Install procmail and configure it for user catchall
This is so messages addressed to user catchall (which again is our catch-all user) can get processed by a script via procmail.
# apt-get install procmail
Add this line to /etc/postfix/main.cf:
mailbox_command = /usr/bin/procmail -a "$EXTENSION" DEFAULT=$HOME/Maildir/ MAILDIR=$HOME/Maildir
(this will send all messages to procmail instead of individual user mailboxes)
Then su as user catchall and create .procmailrc file in its home directory:
catchall@mailhog-mydomain-com:~$ cat .procmailrc
:0
| /opt/gocode/bin/mhsendmail --smtp-addr="localhost:1025"
This tells procmail to pipe the incoming mail message to mhsendmail, which will format it properly and pass it to port 1025, where MailHog is listening.
Test end-to-end
Use Google Cloud Platform Web UI to add firewall rule called allow-mailhog-ui for the “default” network associated with the mailhog-mydomain-com instance.
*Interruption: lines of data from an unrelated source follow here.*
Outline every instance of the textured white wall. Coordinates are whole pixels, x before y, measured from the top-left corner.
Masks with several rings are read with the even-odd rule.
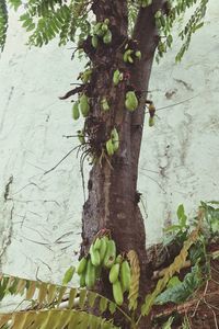
[[[146,123],[139,192],[147,245],[161,239],[180,203],[193,213],[199,200],[218,198],[218,0],[210,1],[206,20],[181,65],[174,65],[173,50],[153,68],[150,90],[158,109],[194,99],[158,111],[154,127]],[[44,171],[77,145],[64,135],[81,124],[58,95],[82,65],[55,42],[30,50],[18,26],[12,16],[0,59],[0,270],[35,277],[38,269],[39,279],[57,282],[77,259],[81,240],[79,160],[71,154],[56,170]]]

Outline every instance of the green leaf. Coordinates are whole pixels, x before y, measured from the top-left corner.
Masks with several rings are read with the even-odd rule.
[[[66,273],[64,275],[64,280],[62,280],[62,284],[64,285],[68,284],[72,280],[74,272],[76,272],[76,268],[74,266],[70,266],[66,271]]]
[[[174,275],[174,276],[172,276],[172,277],[170,279],[170,281],[169,281],[166,287],[170,288],[170,287],[173,287],[173,286],[175,286],[175,285],[177,285],[177,284],[180,284],[180,283],[181,283],[180,279],[178,279],[176,275]]]
[[[187,216],[185,215],[185,211],[184,211],[183,204],[181,204],[178,206],[178,208],[177,208],[177,218],[178,218],[178,223],[180,223],[181,227],[185,227],[186,226]]]
[[[199,266],[192,268],[192,272],[186,274],[183,282],[166,288],[155,298],[155,304],[165,304],[169,302],[180,304],[185,302],[195,290],[201,284]]]
[[[171,329],[174,317],[170,317],[165,324],[163,324],[162,329]]]

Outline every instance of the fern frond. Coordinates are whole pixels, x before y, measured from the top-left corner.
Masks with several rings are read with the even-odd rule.
[[[128,251],[127,258],[130,263],[130,290],[128,295],[129,309],[136,309],[138,306],[139,280],[140,280],[140,265],[138,254],[135,250]]]
[[[118,328],[105,318],[76,309],[25,310],[0,314],[0,328],[5,326],[9,326],[9,329]]]
[[[66,307],[69,309],[84,310],[96,307],[101,315],[105,310],[111,314],[114,314],[116,309],[119,310],[114,302],[87,288],[0,275],[0,300],[7,295],[21,295],[24,300],[31,302],[32,307],[37,306],[38,308],[59,307],[61,302],[66,300]]]
[[[91,30],[88,20],[90,5],[88,0],[30,0],[20,18],[22,26],[32,32],[28,44],[42,47],[59,36],[59,45],[66,45],[76,41],[77,31],[79,39],[85,38]]]
[[[145,304],[141,307],[141,315],[149,315],[157,296],[165,288],[169,280],[176,272],[180,273],[181,269],[184,266],[189,248],[198,240],[204,215],[205,212],[200,209],[198,214],[197,227],[189,234],[187,240],[184,241],[183,248],[181,249],[178,256],[175,257],[173,263],[164,270],[163,277],[158,281],[154,291],[146,296]]]
[[[4,48],[8,30],[8,9],[5,0],[0,1],[0,50]]]

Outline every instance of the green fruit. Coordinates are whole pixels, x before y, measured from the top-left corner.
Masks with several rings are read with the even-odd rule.
[[[105,253],[106,253],[106,248],[107,248],[107,237],[101,238],[101,248],[100,248],[100,258],[101,262],[104,260]]]
[[[115,263],[115,260],[116,260],[116,243],[114,240],[108,240],[103,264],[105,268],[111,269]]]
[[[123,291],[129,291],[130,288],[130,266],[129,263],[125,260],[120,265],[120,283]]]
[[[101,107],[102,107],[102,110],[103,111],[108,111],[111,107],[110,107],[110,105],[108,105],[108,102],[107,102],[107,100],[104,98],[104,99],[102,99],[102,101],[101,101]]]
[[[95,268],[95,277],[96,277],[96,279],[100,279],[100,277],[101,277],[101,273],[102,273],[102,266]]]
[[[126,93],[125,105],[128,111],[135,111],[138,107],[138,99],[135,91],[128,91]]]
[[[125,53],[124,53],[124,56],[123,56],[123,59],[125,63],[128,61],[128,57],[130,57],[130,55],[134,53],[132,49],[127,49]]]
[[[87,271],[85,271],[85,285],[89,288],[92,288],[95,284],[95,266],[92,264],[91,260],[88,261]]]
[[[149,127],[154,126],[154,117],[151,117],[151,116],[149,117],[148,125],[149,125]]]
[[[78,120],[80,117],[79,103],[78,102],[73,103],[72,117],[73,117],[73,120]]]
[[[112,42],[112,33],[110,30],[107,30],[106,33],[104,34],[103,42],[106,45]]]
[[[94,242],[94,245],[93,245],[93,248],[94,248],[94,250],[97,250],[97,249],[101,248],[101,239],[100,239],[100,238],[96,238],[96,239],[95,239],[95,242]]]
[[[94,48],[97,48],[99,45],[99,37],[94,34],[91,38],[91,44]]]
[[[137,57],[138,59],[141,59],[141,52],[140,52],[140,50],[137,50],[137,52],[135,53],[135,55],[136,55],[136,57]]]
[[[106,31],[108,30],[107,24],[103,23],[102,26],[101,26],[101,30],[102,30],[103,32],[106,32]]]
[[[112,139],[108,139],[106,141],[106,151],[110,157],[114,155],[114,146]]]
[[[116,263],[120,264],[122,261],[123,261],[123,256],[122,256],[122,254],[118,254],[118,256],[116,257]]]
[[[84,134],[82,131],[78,131],[78,138],[81,144],[85,143]]]
[[[111,268],[111,271],[110,271],[110,275],[108,275],[108,279],[110,279],[110,282],[113,284],[117,281],[118,279],[118,274],[119,274],[119,269],[120,269],[120,265],[118,263],[114,264],[112,268]]]
[[[93,32],[97,35],[102,34],[103,35],[103,31],[101,30],[101,26],[102,26],[102,23],[99,22],[95,24],[94,29],[93,29]]]
[[[130,55],[128,56],[128,63],[130,63],[130,64],[134,63],[132,57]]]
[[[85,286],[85,273],[81,274],[79,284],[81,287]]]
[[[89,111],[90,111],[89,98],[83,93],[80,97],[79,101],[80,101],[81,113],[84,117],[87,117],[89,115]]]
[[[114,73],[113,73],[113,83],[114,86],[117,86],[120,81],[120,72],[119,70],[115,70]]]
[[[124,303],[122,285],[118,280],[113,284],[113,296],[118,306]]]
[[[77,273],[79,275],[81,275],[82,273],[85,272],[85,269],[87,269],[87,264],[88,264],[88,260],[85,257],[83,257],[80,262],[79,262],[79,265],[78,265],[78,269],[77,269]]]
[[[118,150],[118,147],[119,147],[119,137],[118,137],[118,133],[117,133],[116,128],[114,128],[111,132],[111,139],[113,141],[114,152],[116,152]]]
[[[91,79],[92,69],[87,69],[84,72],[80,73],[80,78],[83,83],[88,83]]]
[[[91,248],[90,248],[90,254],[91,254],[91,262],[94,266],[99,266],[100,263],[101,263],[101,258],[100,258],[100,253],[99,253],[99,250],[95,250],[94,249],[94,245],[92,243],[91,245]]]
The rule allows incoming traffic from everywhere to tcp:8025 (where the MailHog UI server listens). It’s OK to allow traffic to port 8025 from everywhere because it is protected via HTTP basic auth.
The MailHog UI is at http://mailhog.mydomain.com:8025
Any email sent to xyz@mydomain.com should appear in the MailHog Inbox.
By default, MailHog stores incoming messages in memory. Restarting MailHog (via ‘restart mailhog’ at the cmdline) will remove all messages.
MailHog also supports MongoDB as a persistent storage backend for incoming messages (exercise left to the reader.)
Use the MailHog JSON API to verify messages
List all messages:
$ curl --user 'mailhogapi:somepassword' -H "Content-Type: application/json" "http://mailhog.mydomain.com:8025/api/v2/messages"
Search messages for specific terms (for example for the recipient’s email):
$ curl -i --user 'mailhogapi:somepassword' -H "Content-Type: application/json" "http://mailhog.mydomain.com:8025/api/v2/search?kind=containing&query=test1%40mydomain.com"
See the MailHog API v2 docs here.
That's it, hope it makes your email sending testing more fun!
1 comment:
Thanks for posting this article.
Just one thing I ran into...and this might only affect those of us on Redhat/Centos but I couldn't install MailHog from Go using the EPEL bazaar version of 2.1. I received the following error when running 'go get github.com/mailhog/MailHog':
*** Bazaar has encountered an internal error. This probably indicates a
bug in Bazaar. You can help us fix it by filing a bug report at
https://bugs.launchpad.net/bzr/+filebug
including this traceback and a description of the problem.
package labix.org/v2/mgo: exit status 4
Instead I had to compile Bazaar version 2.7 and then run the go get github.com/mailhog/MailHog command again.